|The above is from an email I received on Sunday, December 27th from a very reputable Investment Management company. |
"The high-yield (junk) bond space has been under legitimate pressure over the last few months, and there may be even more trouble ahead." They continue by writing, "... deteriorating credit markets have been a harbinger for a peaking economy, which would indicate that a recession could be coming."
Could they be correct in their forecast? My last two articles to Traders.com where I concluded that the Elliott Wave analysis of the S&P500 Index could be in a Wave 5 of WAVE V. This means that a major correction could well be on the cards. Gann analysis shows that this correction could start sometime in March 2016, give or take a month or two. So, strictly speaking, this Wave 5 of WAVE V rise, provides an opportunity to sell into strength, leaving the last 10% of course to the risk taker.
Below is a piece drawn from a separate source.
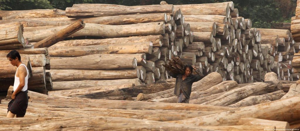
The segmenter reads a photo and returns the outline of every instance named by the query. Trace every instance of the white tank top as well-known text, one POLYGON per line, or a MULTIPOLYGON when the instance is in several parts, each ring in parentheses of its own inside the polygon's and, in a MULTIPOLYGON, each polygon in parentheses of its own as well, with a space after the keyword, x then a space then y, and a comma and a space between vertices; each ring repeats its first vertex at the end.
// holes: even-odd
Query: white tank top
POLYGON ((25 68, 26 68, 26 71, 27 71, 27 75, 26 76, 26 77, 25 77, 25 85, 24 86, 24 87, 21 90, 21 91, 22 92, 24 92, 26 91, 28 88, 28 86, 27 85, 28 83, 28 77, 29 76, 29 72, 28 71, 28 69, 27 68, 27 67, 26 66, 24 65, 24 64, 22 64, 19 66, 19 67, 18 67, 18 68, 17 68, 16 71, 16 74, 15 74, 15 82, 14 83, 14 92, 16 91, 16 90, 17 89, 17 88, 18 88, 18 86, 19 86, 19 85, 20 84, 20 78, 19 77, 17 77, 16 74, 17 72, 18 72, 18 69, 19 69, 19 67, 21 65, 24 65, 25 66, 25 68))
If selling out of your portfolio, the question then arises as to where do you put your money? Under the mattress, or could you consider investing in interest or solid dividend paying stocks, or even gold shares if you believe that gold has bottomed? Then again there is the Canadian stock market.
|Figure 1. Dow Jones with Toronto Index.|
|Graphic provided by: MetaStock.|
|My chart in Figure 1 is a chart showing the Dow Jones and the Toronto Stock exchange index. Notice how the Dow and the Toronto Index moved together until the Oil price started falling. The Toronto Index fell to new lows, while the Dow continued higher. With interest rates rising in the US, the Canadian dollar has also fallen heavily against the US dollar. At the time of writing, the USD/CAD is 1.3881. This means that the C$ has fallen approximately 37% against the US$ in 2015. As the US Federal Reserve increases rates in 2016, as they have said they would, the C$ could fall even further against the US$. So, if you do decide to go Canadian, what do you invest in?|
|Figure 2. Royal Bank of Canada.|
|Graphic provided by: AdvancedGET.|
|With a weakening C$ to the US$, Canadian businesses, especially those that export from Canada to the United States, will have sales increasing. Also less Canadians will cross the border into the USA to purchase merchandise. Looking for Canadian companies that pay a strong dividend is therefore attractive, and one such company is Royal Bank of Canada. The bank currently has a dividend yield of 4.24%, with an EPS of 4.86. Not wonderful, but attractive and in a solid company. The chart in Figure 1 is a daily chart showing how the price peaked at $83.96 on November 27 2014, and then fell to a low of $68.12 by August 25th, 2015. From that level, the price rose to test the resistance line at $77.80 by December 1st 2015. The share at the time of writing is trading at $76. With the RSI trending up, traders could buy at the present price. Investors however could wait for the share price to rise above the JM internal upper band. The JM internal band is a 15 period simple moving average offset by 2% positive and 2% negative. A move above the upper band suggests a buy, and below the lower band, a sell. One negative is the falling volume as the price rose.|
|Figure 3. The KEG Royalties Income Fund.|
|Graphic provided by: AdvancedGET.|
|Another share that pays a good dividend is The KEG Royalties Income Fund. The yield is presently at 5.86%. The chart in Figure 3 is a daily chart with an Elliott wave count suggesting that the share price has completed a Wave 2. This is confirmed by the RSI indicator which has given a buy signal and is trending up. Once again traders could buy at the current price while investors could wait for a move above the upper JM internal band. Once again the negative is falling volume as the price rose. |
There are many Canadian shares that offer a yield/dividend above 5%. With the Canadian Dollar as weak as it is and expected to weaken further, should the Oil price continue falling, and should Janet Yellen stick to her strategy of raising interest rates in the US, buying solid Canadian Companies with a strong US$ could be a comfortable strategy should the market in the United States fall into recession. The oil price sometime in the future will find a bottom and start rising. When that occurs, so will the Canadian Stock market.